Mouthing Off

From a man’s mouth you can tell what he is. (Zohar Bamidbar 193)

Passover is a holiday of the mouth. The Hebrew word Pesach can be heard as two words: Peh sach, the speaking mouth. The Passover story of Exodus, liberation and redemption, traces from the mouth, starting with the cries of a people who descended so low in degradation and slavery that all they could muster were groans. Moses then spoke to truth to power, even with his speech impediment, calling Pharaoh to let the people go. And even once the people went free, liberation was not complete until they crossed the sea and sang their Song of the Sea to praise God for their freedom.

The groan of one so beaten down is the vocalization of a slave. Whether enslaved by a taskmaster, economics, illness or politics, groans alert us to the need for rescue.

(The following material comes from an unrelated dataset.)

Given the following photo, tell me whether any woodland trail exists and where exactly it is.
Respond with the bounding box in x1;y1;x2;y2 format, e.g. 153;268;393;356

In our own time, these groans still are heard around the world, in our communities, and perhaps even in our own families. If we turn a deaf ear, then how can we hope for God’s rescue? Passover instructs us to speak up on behalf of those who can only groan, or who are silent entirely.

Like Moses, a brave few resist tyrants and demagogues from the high platform of history.  Their words rail against abuse and rouse the world to change. These have been our modern prophets: Abraham Joshua Heschel, Martin Luther King, Jr. and Reinhold Neibuhr – each rooted in a theological tradition of speech to bring change. But we needn’t be theologians or prophets to amplify the cry for freedom. Passover asks precisely this: hear the groans, speak the call to freedom, release the bound, cut the shackles.

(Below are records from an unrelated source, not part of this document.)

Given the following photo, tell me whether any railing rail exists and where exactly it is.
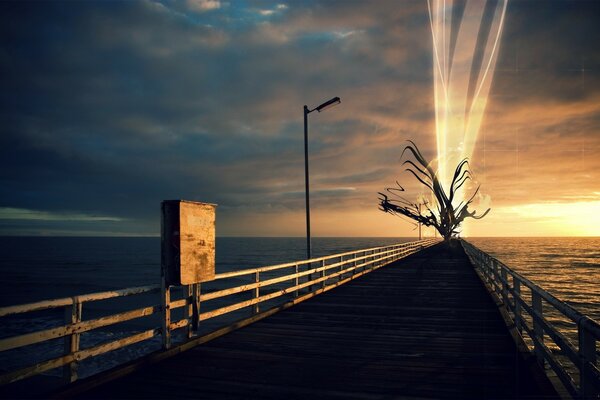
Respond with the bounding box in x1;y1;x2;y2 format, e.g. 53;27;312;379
461;240;600;399
0;239;439;385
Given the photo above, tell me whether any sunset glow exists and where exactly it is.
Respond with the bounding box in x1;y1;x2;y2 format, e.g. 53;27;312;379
0;0;600;237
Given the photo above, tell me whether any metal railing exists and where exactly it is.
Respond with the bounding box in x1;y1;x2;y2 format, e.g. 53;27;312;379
0;239;439;385
461;240;600;399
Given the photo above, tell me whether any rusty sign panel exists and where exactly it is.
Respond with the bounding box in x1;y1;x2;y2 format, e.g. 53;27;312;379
161;200;216;286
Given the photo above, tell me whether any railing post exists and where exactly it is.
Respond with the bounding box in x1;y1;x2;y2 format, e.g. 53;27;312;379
294;264;299;297
577;318;600;399
252;272;260;314
531;289;544;366
496;268;510;311
513;276;523;334
181;285;194;339
63;296;82;383
160;277;171;350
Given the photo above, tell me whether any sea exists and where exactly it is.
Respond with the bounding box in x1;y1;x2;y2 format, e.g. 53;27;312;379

But freedom isn’t just the lack of outward shackle: freedom is incomplete until one offers praise for one’s freedom. When the newly freed people cross through the sea they erupt in song. That’s what the Song of the Sea teaches: freedom is complete only when the inner impulse to express gratitude becomes automatic and free-flowing like an unstoppable geyser.

If our enslaved, impoverished, weary desert ancestors could do it, how about us who are relatively prosperous? In all we have, do we forget that we are not the Creator, the source or energy that manifests this world and all its possibility? Do we speak and sing gratitude for our lives, for what we have, for our freedom to have it? If not, then for our every outward appearance of freedom, inside we too are bound. What’s stopping us?

Passover comes to remind us: we are to experience liberation not “as if” we were there but rather “because” we were there – perhaps because we still are there. If life’s burdens keep us from singing gratitude for what we do have and for our freedom to have it, then inside we’re not fully free. Passover beckons us into this timeless journey of bondage and liberation. We remember the times when we groaned (or still groan) under those burdens. We recall the times when spoke truth to power, when we celebrated our lives with gratitude, so that we can exercise those muscles. Countless millions today groan or are silenced completely. It’s up to us to speak for them and then, step by step, help make the world more free from every oppression that burdens body and spirit.

You can tell a lot about a person by the quality of their speech and how they employ their words. What will come from your mouth this Passover, and after? Use your voice – groan if it’s all you can do. Look for every chance to speak truth to power, stop oppression, free the bound and then let your free-flowing geyser of gratitude flow from you into the world. That’s a path to freedom worth celebrating.

Spread the word.  R’ Evan. (dedicated to Karen Simon).